Eran otros tiempos


Eduardo-Blandon-Nueva

Si Dios está de mi parte, y no tengo derecho a dudarlo, mañana estaré cumpliendo 45 largos años de existencia.  Los que me preceden dirán que soy un patojo y los imberbes opinarán que casi llego a la senectud.  Sea lo que sea, esa edad no es poca cosa y cualquier juicio dado a esa acumulación de tiempo es permitido y digno de consideración.

Eduardo Blandón


Nací en 1968, en medio de una generación vital y contenta, feliz y optimista, soñadora, pero dispuesta a pasársela bien.  Esos años en que el hombre pisaba la Luna y las jóvenes empezaban a mostrar sus pechos, a caminar semidesnudas y con deseos profundos de liberación.  Ese espacio fecundo de pilluelos con ideales y deseos de compromiso.  Decididos todos a transformar el mundo y revolucionar el cosmos.

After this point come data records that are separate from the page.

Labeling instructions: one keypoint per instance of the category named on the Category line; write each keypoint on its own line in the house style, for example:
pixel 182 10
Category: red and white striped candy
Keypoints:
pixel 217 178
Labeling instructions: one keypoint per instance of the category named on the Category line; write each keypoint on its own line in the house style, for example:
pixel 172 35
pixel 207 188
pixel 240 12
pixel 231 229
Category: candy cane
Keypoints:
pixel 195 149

Soy hijo de esos años en que la televisión transmitía en blanco y negro y no había celulares.  El producto de una época en que ser pobre no era una maldición, sino una circunstancia vivida sin vergüenza: pobre, pero honrado.  Tiempos en que los padres vivían menos estresados por la ausencia de lucro desmedido. Se trabajaba ocho horas, a veces un poco más,  y los empleos eran eternos: mis padres nunca cambiaron de trabajo.

Jugué beisbol en la calle, tomé agua del grifo y mis medicinas eran naturales, la mayor parte basadas en hojas.  Las distracciones familiares del domingo eran ir a misa y luego dar pequeños paseos por el parque.  Se podía caminar sin miedo y se saludaba amablemente a casi cualquiera que pasaba por la calle.  Todos eran amigos y casi nadie pensaba en hacer daño a otra persona.

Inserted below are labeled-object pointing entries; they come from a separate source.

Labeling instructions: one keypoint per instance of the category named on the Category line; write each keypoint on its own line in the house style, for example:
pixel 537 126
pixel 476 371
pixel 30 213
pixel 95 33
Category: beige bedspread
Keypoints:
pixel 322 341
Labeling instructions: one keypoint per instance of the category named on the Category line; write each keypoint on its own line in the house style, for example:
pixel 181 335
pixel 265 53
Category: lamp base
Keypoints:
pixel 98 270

¿Había antisociales y hombres y mujeres malas? claro que sí.  Pero la gente sentía vergüenza por ellos. No era la regla de los tiempos.  Creo que hasta los políticos estaban hechos de otro material.  Existía un Somoza, por supuesto, pero incluso él parecía imponerse límites: respetó a los presos políticos (no mató a Tomás Borge, por ejemplo, ni a Daniel Ortega) y nunca tocó al opositor horroroso de la época: Monseñor Obando y Bravo.  Conste que no lo quiero santificar.

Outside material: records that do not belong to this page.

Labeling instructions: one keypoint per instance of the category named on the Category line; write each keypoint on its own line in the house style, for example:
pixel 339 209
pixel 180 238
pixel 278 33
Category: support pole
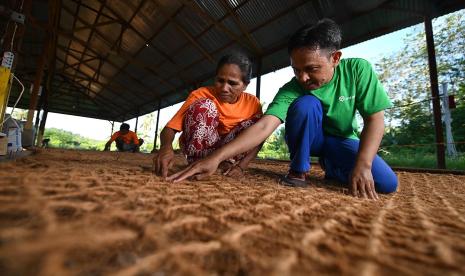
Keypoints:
pixel 137 122
pixel 433 73
pixel 42 126
pixel 259 77
pixel 112 126
pixel 156 126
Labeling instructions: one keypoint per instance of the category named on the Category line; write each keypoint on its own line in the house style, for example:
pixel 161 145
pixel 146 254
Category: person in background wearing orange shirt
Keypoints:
pixel 212 117
pixel 125 139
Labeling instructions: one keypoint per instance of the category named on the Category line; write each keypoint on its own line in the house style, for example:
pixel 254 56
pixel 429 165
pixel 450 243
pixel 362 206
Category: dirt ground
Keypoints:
pixel 93 213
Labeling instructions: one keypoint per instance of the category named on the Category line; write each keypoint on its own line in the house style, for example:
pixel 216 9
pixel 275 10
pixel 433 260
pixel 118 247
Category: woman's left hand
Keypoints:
pixel 234 171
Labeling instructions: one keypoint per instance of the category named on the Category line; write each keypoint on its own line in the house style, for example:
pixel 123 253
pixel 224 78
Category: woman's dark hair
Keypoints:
pixel 124 126
pixel 325 34
pixel 244 63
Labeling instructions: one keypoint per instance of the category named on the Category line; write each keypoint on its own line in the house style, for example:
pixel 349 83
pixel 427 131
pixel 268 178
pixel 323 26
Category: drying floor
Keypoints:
pixel 95 213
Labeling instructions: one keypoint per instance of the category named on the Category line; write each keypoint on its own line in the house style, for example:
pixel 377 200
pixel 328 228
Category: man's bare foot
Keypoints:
pixel 294 179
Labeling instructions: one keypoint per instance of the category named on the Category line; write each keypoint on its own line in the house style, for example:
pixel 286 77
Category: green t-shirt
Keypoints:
pixel 354 86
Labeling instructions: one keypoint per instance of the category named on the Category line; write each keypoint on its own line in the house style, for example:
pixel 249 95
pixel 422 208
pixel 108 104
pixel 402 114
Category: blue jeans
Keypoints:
pixel 305 138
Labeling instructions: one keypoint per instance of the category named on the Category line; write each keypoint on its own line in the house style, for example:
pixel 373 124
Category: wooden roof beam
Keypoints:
pixel 207 16
pixel 185 33
pixel 241 26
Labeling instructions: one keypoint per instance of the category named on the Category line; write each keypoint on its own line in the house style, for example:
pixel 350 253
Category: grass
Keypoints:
pixel 423 160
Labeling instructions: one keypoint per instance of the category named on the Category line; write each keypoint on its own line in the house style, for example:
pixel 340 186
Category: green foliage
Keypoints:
pixel 275 146
pixel 405 75
pixel 65 139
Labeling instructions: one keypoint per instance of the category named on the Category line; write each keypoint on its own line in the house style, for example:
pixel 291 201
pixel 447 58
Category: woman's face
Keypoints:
pixel 229 84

He visto al llegar mis 45 años cómo se ha transformado el mundo (para bien y para mal).  Adoro las ventajas de la posmodernidad, pero siento piedad por el mundo que les espera a mis hijos.  El futuro es de terror si nos atenemos a los agoreros: falta de agua, cambios climáticos que modificarán la geografía mundial, problemas energéticos, guerras cruentas y un etcétera que nos acerca al Apocalipsis.  Con mala suerte agarraré la cola de ese malhadado porvenir.

Queda solo aprovechar los años y el intento de vivir en relativa paz.  Practicar el yoga, hacer ejercicios de amor, de respiración y vivir en el afecto de las personas que se tiene cerca.  Visitar la iglesia y entregarse a Dios (al que sea, el real o imaginario).  Con el tiempo, sin embargo, viene la tristeza de la partida de quienes se ama: amigos, familiares y hasta enemigos (aunque esa partida corresponde a las últimas satisfacciones que ofrece el buen Dios).